Constance was comforted, and continued to listen delightedly as he led them from room to room, pointing out the most famous pictures and expatiating on their beauties.
From the Gallery they went to Marshall's in the Strand and drank tea; then Merton put them in an Underground train at Charing Cross and said goodbye, being prevented by an engagement from seeing them home. He had put them into a compartment of a first-class carriage which was empty, but after the train had started the door was opened, and in jumped two young gentlemen, almost tumbling against the girls in their hurry.
"Just saved it!" exclaimed one, throwing himself with a laugh into the seat.
"It was a close shave," said the other. "Did you see that young fellow standing near the edge of the platform? I caught him on the side and sent him spinning like a top."
"Why, that was Chance--didn't you know him? I was in too much of a hurry even to give the poor devil a nod."
"Good gracious, was that Chance--that madman that threw up his clerkship at the F.O.!"
"No, he didn't," his friend replied. "That's what he says, but the truth is he got mixed up in a disreputable affair and had to resign. No doubt he has been going to the 'demnition bow-bows,' as Mr. Mantalini says, but he wasn't so mad as to throw away his bread just to have the pleasure of starving. He hasn't a ha'penny."
"Well, I don't care," said the other with a laugh, and then went on to talk of other things.
During this colloquy Fan had glanced frequently at her companion, but Constance, who had grown deathly pale, kept her face averted and her eyes fixed on the window, as if some wide prospect, and not the rayless darkness of the tunnel, had been before them. From their station they walked rapidly and in silence home, and when inside, Constance spoke for the first time, and in a tone of studied indifference.
"So much going about has given me a headache, Fan," she said. "I shall lie down in my room and have a little sleep, and don't call me, please, when you have supper. I am sorry to leave you alone all the evening, but you will have something pleasant to think about as you have been so successful today."
She was about to move away, when Fan came to her side and caught her hand.
"Don't go just yet, dear Constance," she said. "Why do you try to--shut me out of your heart? Oh, if you knew how much--how very much I feel for you!"
"What about?" said the other a little sharply, and drawing herself back.
"What about! We are both thinking of the same thing."
"Yes, very likely, but what of that? Is it such a great thing that you need to distress yourself so much about it?"
"How can I help being distressed at such a thing; it has changed everything, and will make you so unhappy. You know that you can't marry Mr. Chance now after he has deceived you in that way."
"Can't marry Mr. Chance!" exclaimed Constance, putting her friend from her. "Do you imagine that the wretched malicious gossip of those two men in the train will have the slightest effect on me! What a mistake you are making!"

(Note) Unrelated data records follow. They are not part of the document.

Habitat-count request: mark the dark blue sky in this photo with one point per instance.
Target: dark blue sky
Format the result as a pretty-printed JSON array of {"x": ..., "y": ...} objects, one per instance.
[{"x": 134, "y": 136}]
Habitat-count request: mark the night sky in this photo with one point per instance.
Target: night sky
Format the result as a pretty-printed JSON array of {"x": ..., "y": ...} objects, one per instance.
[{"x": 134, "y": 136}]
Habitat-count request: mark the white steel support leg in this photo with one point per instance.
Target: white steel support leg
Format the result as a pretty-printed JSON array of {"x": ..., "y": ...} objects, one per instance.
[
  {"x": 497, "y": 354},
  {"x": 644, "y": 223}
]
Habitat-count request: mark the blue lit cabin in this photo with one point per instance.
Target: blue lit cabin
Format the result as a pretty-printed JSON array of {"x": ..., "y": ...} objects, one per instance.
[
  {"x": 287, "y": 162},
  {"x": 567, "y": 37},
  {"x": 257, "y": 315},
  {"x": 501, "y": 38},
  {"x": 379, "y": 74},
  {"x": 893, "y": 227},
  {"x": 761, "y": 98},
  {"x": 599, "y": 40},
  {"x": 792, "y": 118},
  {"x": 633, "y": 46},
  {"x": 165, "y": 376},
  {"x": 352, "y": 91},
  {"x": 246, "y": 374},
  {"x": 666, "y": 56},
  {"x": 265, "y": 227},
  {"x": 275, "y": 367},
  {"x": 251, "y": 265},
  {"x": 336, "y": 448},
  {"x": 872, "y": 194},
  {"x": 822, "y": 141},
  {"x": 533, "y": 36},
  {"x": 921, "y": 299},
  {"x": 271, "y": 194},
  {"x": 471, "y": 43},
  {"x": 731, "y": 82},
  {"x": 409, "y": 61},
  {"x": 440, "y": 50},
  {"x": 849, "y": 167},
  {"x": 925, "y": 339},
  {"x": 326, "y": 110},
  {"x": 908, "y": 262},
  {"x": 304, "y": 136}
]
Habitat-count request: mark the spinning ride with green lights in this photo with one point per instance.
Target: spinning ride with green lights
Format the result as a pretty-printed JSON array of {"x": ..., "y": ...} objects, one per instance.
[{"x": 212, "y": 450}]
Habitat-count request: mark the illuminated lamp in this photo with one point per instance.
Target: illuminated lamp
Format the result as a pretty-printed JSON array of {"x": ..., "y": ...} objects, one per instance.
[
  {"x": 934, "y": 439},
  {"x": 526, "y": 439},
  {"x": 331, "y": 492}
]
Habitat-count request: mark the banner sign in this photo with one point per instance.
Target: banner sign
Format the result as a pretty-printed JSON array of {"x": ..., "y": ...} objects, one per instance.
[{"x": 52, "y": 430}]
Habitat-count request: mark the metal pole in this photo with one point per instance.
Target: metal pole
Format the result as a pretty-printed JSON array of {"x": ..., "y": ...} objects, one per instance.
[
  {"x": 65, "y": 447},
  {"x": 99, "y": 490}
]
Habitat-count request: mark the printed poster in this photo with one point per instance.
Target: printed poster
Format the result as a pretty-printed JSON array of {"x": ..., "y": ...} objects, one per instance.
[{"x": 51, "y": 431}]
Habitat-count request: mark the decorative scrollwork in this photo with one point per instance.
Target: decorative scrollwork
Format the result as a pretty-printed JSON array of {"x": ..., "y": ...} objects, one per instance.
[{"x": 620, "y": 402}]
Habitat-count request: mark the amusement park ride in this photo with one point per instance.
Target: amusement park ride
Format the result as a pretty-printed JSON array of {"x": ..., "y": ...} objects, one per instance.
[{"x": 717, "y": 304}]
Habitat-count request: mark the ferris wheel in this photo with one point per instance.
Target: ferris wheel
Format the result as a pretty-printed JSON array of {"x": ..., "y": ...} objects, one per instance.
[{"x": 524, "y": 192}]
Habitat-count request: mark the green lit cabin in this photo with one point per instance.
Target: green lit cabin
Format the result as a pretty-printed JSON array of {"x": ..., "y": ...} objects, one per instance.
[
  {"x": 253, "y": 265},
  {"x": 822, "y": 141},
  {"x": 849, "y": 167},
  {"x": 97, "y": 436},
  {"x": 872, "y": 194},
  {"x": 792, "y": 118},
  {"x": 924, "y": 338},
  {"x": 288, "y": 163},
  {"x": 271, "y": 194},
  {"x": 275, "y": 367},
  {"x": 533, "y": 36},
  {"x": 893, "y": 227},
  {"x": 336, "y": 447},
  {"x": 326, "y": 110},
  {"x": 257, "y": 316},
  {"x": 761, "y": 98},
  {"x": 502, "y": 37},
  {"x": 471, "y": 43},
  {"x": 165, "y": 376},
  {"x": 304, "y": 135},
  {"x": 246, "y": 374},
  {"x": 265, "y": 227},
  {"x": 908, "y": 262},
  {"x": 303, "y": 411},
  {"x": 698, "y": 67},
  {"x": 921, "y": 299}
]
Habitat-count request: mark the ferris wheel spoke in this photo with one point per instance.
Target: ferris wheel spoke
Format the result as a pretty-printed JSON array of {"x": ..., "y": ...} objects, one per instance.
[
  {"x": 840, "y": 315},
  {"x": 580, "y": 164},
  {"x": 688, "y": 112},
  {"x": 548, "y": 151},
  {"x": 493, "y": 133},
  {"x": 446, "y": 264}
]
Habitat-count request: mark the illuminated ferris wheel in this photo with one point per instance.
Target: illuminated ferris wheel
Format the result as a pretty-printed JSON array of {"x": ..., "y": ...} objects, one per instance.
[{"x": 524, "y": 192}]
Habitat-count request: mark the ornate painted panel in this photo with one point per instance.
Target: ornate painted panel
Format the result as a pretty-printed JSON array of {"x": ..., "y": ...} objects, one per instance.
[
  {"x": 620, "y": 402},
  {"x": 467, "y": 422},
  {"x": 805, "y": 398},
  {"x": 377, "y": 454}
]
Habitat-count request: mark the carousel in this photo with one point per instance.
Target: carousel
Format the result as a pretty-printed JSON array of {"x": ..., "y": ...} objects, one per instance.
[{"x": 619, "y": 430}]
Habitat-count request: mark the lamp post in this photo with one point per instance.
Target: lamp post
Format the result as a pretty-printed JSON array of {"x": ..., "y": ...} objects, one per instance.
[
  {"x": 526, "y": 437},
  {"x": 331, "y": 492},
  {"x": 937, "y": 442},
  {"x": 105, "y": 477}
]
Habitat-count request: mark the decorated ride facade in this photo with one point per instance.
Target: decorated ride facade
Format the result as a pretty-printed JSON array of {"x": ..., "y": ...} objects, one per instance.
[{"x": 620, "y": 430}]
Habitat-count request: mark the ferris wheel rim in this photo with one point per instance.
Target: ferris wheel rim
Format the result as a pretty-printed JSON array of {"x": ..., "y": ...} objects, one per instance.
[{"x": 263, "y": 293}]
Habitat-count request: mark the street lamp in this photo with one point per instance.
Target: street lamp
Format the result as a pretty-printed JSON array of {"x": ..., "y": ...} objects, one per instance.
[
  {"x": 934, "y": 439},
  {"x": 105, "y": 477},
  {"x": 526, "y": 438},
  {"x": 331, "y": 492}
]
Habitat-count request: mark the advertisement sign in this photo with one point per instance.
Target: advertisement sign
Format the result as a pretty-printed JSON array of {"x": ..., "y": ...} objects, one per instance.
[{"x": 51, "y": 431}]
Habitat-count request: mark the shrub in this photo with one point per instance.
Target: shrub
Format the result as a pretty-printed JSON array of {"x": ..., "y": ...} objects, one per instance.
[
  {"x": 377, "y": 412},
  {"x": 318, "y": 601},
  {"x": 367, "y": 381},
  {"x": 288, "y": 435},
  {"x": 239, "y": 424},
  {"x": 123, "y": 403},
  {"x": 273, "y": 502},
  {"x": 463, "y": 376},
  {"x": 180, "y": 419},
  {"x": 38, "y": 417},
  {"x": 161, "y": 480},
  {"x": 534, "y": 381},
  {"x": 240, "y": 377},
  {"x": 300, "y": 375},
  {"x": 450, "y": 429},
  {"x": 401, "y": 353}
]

"But you know it is true," returned Fan with strange simplicity; and this imprudent speech quickly brought on her a tempest of anger. When the heart is burdened with a great anguish which cannot be expressed there is nothing like a burst of passion to relieve it. Tear-shedding is a weak ineffectual remedy compared with this burning counter-irritant of the mind.
"I do not know that it is true!" she exclaimed. "What right have you to say such a thing, as if you knew Merton so well, and had weighed him in an infallible balance and found him wanting! I have heard nothing but malicious tittle-tattle, a falsehood beneath contempt, set afloat by some enemy of Merton's. If I could have thought it true for one moment I should never cease to despise myself. Have you forgotten how you blazed out against me for speaking my mind about Miss Starbrow when she cast you off? Yet you did not know her as I know Merton, and how paltry a thing is the feeling you have for her compared with that which I have for my future husband! What does it matter to me what they said?--I know him better. But you have been prejudiced against him from the beginning, for
no other reason but because I loved him. Nothing but selfishness was at the bottom of that feeling. You imagined that marriage would put an end to our friendship, and thought nothing about my happiness, but only of your own."
"Do you believe that of me, Constance?" said Fan, greatly distressed. "Ah, I remember when we had that trouble about Mary's letter at Eyethorne, you said that you had not known me until that day. You do not know me now if you think that your happiness is nothing to me--if you think that it is less to me than my own."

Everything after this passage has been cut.